Dans son ordonnance, la Cour Suprême a également demandé l’interdiction des jeux d’intérieur de 13 clubs privés de la capitale. La décision a été prise en réponse à la pétition de deux juges de la Cour Suprême qui ont demandé l’interdiction des jeux de ces clubs en 2016. « Le jeu entraîne également d’autres crimes y compris la toxicodépendance et le blanchiment d’argent. Cette interdiction permettra de mieux lutter contre ces crimes », ajoute le père Gomes. À cause de la faiblesse de la loi actuelle, la police est souvent incapable d’intervenir, explique Dilip Kumar Biswas, responsable du commissariat de Boraigram, dans le district de Natore. « Dans les régions rurales, on trouve de nombreuses formes de jeux de hasard, et nous organisons souvent des descentes de police. Ceux qui sont arrêtés sont rapidement libérés, et ceux qui parviennent à s’échapper recommencent ailleurs. Souvent, localement, on trouve souvent des personnes influentes qui sont liées aux jeux d’argent, ce qui rend la situation difficile à contrôler », ajoute Dilip Biswas, qui estime qu’un amendement de la loi permettrait de rendre les jeux moins attractifs.

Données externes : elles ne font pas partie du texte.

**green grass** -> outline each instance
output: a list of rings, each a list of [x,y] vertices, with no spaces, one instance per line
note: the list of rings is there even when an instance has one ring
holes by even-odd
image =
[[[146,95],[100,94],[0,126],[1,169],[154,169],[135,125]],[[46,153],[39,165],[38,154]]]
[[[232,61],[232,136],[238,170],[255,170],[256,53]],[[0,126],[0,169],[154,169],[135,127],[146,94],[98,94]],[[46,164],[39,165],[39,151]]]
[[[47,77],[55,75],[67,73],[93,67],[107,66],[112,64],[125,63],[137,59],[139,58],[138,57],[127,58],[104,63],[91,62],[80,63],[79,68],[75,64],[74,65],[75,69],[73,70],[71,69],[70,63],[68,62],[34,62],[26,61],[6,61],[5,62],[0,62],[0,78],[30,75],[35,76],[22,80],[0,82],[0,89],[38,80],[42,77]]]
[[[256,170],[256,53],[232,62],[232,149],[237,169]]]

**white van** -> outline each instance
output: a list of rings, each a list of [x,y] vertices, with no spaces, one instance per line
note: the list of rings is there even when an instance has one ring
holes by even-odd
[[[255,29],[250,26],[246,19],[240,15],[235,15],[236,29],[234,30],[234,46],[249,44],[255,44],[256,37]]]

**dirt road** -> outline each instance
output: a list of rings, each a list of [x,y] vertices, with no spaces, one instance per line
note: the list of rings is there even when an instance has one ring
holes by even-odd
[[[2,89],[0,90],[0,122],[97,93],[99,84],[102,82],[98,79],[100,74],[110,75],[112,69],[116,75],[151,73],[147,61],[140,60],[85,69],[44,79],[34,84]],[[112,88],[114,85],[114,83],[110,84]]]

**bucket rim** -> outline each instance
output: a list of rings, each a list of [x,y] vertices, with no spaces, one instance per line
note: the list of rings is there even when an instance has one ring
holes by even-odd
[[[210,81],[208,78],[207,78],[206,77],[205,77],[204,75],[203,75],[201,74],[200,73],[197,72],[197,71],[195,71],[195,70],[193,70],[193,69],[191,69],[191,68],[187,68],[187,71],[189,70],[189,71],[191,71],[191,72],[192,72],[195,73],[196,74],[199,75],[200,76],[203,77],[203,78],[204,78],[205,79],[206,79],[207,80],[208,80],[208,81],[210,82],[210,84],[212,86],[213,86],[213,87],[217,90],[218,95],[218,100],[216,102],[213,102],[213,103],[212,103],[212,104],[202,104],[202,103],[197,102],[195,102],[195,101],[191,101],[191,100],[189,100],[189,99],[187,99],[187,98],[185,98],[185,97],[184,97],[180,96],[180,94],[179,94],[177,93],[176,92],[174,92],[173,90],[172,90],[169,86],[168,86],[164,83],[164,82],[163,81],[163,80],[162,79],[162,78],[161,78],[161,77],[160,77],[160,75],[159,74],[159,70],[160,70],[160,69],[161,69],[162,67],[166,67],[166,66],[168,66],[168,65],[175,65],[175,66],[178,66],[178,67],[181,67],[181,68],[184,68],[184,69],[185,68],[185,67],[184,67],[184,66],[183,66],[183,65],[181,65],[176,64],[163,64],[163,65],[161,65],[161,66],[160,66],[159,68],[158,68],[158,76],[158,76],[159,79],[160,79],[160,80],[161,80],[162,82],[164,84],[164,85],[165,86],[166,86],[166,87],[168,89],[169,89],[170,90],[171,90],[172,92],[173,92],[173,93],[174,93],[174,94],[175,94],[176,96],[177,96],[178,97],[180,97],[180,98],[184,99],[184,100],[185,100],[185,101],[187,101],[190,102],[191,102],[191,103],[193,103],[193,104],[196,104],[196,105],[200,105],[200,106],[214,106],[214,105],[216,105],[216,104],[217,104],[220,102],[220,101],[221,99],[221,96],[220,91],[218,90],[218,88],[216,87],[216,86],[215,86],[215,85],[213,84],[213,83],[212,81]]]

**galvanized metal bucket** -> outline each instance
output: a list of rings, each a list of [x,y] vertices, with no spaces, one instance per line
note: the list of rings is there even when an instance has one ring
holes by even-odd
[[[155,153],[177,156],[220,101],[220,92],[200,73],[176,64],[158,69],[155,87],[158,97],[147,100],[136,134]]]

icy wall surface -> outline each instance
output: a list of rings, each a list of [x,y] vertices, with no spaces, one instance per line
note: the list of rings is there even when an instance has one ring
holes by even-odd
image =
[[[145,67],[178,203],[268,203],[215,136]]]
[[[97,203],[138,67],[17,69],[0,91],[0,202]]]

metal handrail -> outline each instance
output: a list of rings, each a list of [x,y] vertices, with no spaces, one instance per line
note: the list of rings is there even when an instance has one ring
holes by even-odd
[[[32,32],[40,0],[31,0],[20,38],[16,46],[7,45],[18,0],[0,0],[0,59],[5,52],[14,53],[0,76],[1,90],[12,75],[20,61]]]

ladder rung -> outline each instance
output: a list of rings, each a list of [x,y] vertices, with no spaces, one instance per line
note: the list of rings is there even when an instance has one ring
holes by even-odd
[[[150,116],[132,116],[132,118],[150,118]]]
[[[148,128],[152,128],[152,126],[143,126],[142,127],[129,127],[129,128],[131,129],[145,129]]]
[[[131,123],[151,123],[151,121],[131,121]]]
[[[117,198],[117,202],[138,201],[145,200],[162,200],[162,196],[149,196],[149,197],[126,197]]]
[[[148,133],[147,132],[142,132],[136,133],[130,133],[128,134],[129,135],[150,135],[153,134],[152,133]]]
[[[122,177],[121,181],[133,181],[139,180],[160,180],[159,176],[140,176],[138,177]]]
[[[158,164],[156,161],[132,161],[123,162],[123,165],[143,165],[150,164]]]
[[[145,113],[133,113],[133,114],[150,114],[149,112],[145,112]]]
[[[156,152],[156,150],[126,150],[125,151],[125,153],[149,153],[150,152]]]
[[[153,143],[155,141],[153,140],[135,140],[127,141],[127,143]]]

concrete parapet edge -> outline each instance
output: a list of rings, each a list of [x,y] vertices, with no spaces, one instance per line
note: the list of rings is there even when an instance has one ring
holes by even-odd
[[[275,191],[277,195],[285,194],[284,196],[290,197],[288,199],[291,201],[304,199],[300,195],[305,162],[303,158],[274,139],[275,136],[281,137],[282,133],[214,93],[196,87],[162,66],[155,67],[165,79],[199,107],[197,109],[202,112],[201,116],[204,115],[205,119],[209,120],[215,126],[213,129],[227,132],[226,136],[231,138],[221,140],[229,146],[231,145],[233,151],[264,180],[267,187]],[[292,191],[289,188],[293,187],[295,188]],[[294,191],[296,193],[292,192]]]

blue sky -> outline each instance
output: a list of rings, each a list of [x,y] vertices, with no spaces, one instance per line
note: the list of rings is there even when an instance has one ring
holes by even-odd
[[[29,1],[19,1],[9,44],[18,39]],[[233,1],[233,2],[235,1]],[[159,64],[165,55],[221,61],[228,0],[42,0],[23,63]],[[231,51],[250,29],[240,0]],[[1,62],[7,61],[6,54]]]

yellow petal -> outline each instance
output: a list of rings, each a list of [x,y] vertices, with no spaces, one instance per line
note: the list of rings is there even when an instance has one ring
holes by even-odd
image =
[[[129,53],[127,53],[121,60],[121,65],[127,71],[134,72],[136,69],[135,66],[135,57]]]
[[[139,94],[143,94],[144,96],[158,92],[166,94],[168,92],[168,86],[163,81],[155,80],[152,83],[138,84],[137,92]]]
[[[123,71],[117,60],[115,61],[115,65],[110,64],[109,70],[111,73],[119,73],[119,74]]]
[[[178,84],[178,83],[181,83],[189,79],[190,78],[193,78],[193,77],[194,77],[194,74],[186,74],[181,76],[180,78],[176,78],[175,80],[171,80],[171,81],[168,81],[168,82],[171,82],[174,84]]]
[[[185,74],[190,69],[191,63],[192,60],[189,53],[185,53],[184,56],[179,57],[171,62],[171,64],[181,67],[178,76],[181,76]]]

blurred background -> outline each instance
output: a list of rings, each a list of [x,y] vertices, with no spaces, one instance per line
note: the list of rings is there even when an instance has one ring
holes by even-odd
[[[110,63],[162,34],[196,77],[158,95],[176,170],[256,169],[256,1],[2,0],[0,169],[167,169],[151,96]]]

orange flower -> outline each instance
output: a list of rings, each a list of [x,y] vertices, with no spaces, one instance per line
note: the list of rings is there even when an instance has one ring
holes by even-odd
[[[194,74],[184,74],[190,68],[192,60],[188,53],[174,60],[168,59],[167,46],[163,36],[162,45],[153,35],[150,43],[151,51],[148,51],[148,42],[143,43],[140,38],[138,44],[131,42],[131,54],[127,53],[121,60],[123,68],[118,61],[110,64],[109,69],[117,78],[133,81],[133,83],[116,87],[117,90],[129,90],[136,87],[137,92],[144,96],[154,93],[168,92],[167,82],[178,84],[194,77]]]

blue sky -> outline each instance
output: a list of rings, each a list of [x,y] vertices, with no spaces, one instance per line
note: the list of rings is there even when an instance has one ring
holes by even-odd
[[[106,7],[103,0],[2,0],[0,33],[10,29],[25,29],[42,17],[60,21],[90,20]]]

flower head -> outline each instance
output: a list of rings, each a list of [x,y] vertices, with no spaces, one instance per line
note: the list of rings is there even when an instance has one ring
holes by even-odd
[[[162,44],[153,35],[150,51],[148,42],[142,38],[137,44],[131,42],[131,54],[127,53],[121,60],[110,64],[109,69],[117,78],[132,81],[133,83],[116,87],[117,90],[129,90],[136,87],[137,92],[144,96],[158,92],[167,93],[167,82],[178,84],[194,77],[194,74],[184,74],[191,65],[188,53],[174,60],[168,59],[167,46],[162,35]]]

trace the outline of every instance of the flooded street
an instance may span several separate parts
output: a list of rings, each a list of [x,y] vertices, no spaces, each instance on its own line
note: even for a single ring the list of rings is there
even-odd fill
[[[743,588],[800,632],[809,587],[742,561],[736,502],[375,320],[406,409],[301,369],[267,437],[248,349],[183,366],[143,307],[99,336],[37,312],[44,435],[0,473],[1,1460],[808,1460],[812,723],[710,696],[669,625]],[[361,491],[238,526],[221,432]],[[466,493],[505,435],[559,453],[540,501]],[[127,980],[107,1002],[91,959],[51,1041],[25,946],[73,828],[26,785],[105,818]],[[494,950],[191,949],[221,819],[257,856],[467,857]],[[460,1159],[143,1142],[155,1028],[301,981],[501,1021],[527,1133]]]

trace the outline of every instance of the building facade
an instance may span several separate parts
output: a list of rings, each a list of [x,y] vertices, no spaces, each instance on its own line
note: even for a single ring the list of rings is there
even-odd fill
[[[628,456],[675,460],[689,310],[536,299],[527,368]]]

« J’ai vu des gens qui ont tout perdu »

Sumon Ali, un chauffeur routier de 40 ans du district de Rajshahi, reconnaît qu’il a perdu de grosses sommes d’argent à cause de son addiction aux jeux, aux cours des 15 dernières années. « En moyenne, je gagne 40 000 takas [432 euros] par mois, mais en fin de compte, j’arrive à peine à conserver 5 000 takas [54 euros]. Pour moi, les jeux de hasard, c’est une grave addiction dont j’ai longtemps essayé de me libérer, sans succès », regrette Sumon Ali, musulman et père de trois enfants. Face à l’ordonnance de la Cour Suprême et après un éventuel amendement de la loi, il songe à arrêter. « J’ai vu des gens qui ont tout perdu, leurs terres et leurs biens, à cause de leur addiction au jeu. Maintenant, je vais faire tout mon possible pour arrêter », assure-t-il. La décision de la Cour Suprême semble être dans la lignée d’une nouvelle répression du gouvernement contre les jeux illégaux et les casinos, lancée par la Première ministre Sheikh Hasina et la Ligue Awami au pouvoir en septembre dernier. À la demande de la dirigeante, les législateurs ont voté la fermeture des casinos illégaux de Dacca, et les propriétaires ont été arrêtés – la plupart d’entre eux étant des membres et des partisans de la Ligue Jubo, la branche jeunesse du parti au pouvoir. Ceux qui ont été arrêtés ont été chassés du parti et condamnés. Malgré cette nouvelle répression, ces casinos illégaux étaient un secret de Polichinelle, alors qu’ils étaient en activité depuis de nombreuses années, sous le nez de la police et de l’administration bangladaise.